"Speak, Memory" hasn't been this book's only title, which should tell us something big. In the foreword, Nabokov explains. The first American edition was called "Conclusive Evidence," a tip toward the fact that an autobiography is another way of saying, "Hey, I'm here!" And in Nabokov's separation from his Russian identity, a statement like that makes sense.
Nabokov also lets us know that he wanted to call the British edition Speak, Mnemosyne, alluding to the mother of the Muses (responsible for inspiring artists everywhere) in Greek mythology. Her name is also where the word "mnemonic" comes from: a technique for remembering something, like the famous "Every Good Boy Does Fine" to remember the order of the lines of the treble clef. This book is all about language, learning, and remembering.
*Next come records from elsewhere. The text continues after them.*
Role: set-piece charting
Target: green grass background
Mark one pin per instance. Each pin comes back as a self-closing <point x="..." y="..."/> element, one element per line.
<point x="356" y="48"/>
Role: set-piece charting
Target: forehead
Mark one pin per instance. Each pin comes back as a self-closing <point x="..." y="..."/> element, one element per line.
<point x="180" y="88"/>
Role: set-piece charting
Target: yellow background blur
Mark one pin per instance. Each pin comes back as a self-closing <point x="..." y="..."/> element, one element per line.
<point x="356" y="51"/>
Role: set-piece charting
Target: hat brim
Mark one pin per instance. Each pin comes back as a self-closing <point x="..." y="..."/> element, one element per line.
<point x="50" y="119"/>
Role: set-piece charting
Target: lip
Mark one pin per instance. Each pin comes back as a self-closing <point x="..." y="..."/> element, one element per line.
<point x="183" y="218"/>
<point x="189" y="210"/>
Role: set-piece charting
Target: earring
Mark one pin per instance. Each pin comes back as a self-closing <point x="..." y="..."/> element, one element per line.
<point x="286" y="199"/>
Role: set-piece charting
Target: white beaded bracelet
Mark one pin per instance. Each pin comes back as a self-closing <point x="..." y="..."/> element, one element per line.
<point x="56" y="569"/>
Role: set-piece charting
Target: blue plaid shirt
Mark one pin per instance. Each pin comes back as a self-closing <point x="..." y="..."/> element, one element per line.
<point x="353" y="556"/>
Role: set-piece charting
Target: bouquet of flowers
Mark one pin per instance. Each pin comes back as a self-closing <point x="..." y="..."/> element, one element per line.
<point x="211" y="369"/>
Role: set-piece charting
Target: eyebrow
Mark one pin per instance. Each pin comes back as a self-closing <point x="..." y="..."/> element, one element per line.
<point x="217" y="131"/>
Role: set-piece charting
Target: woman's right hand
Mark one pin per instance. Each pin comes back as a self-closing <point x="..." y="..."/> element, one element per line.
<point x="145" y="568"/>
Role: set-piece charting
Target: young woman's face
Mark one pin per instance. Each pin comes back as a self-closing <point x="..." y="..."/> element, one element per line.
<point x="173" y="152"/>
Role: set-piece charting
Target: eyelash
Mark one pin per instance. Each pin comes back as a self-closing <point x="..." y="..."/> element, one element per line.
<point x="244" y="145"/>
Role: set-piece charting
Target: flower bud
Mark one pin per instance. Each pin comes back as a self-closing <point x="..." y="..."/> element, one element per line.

But his editors said "little old ladies would not want to ask for a book whose title they could not pronounce," and we don't blame them. (Foreword.5) Nabokov settled on the simplified version—"Speak, Memory"—and it stuck.
For the second major edition, when Nabokov and his wife translated the book into Russia, its name became "Drugie Berega," which translates roughly to "Assumed Second," perhaps a clue to the order in which young Vladimir learned his languages, and the fraught Russian identity he'd later try to recover.
In French, it was called "Autres Rivages," or, "Other Shores," a clear allusion to Nabokov's exile. (Or does it have to do with his love of beaches?)
By the time the final major edition is released, it's earned a subtitle: "Speak, Memory: An Autobiography Revisited." By 1967, the author had written the book once, then translated it, then translated it back from Russian, having added new info from documents and sources that became available to him when World War Two was over and Europe, open again. The life of this book is for sure post-modern, a living text that shifted with the life of its author. The title totally reflects that.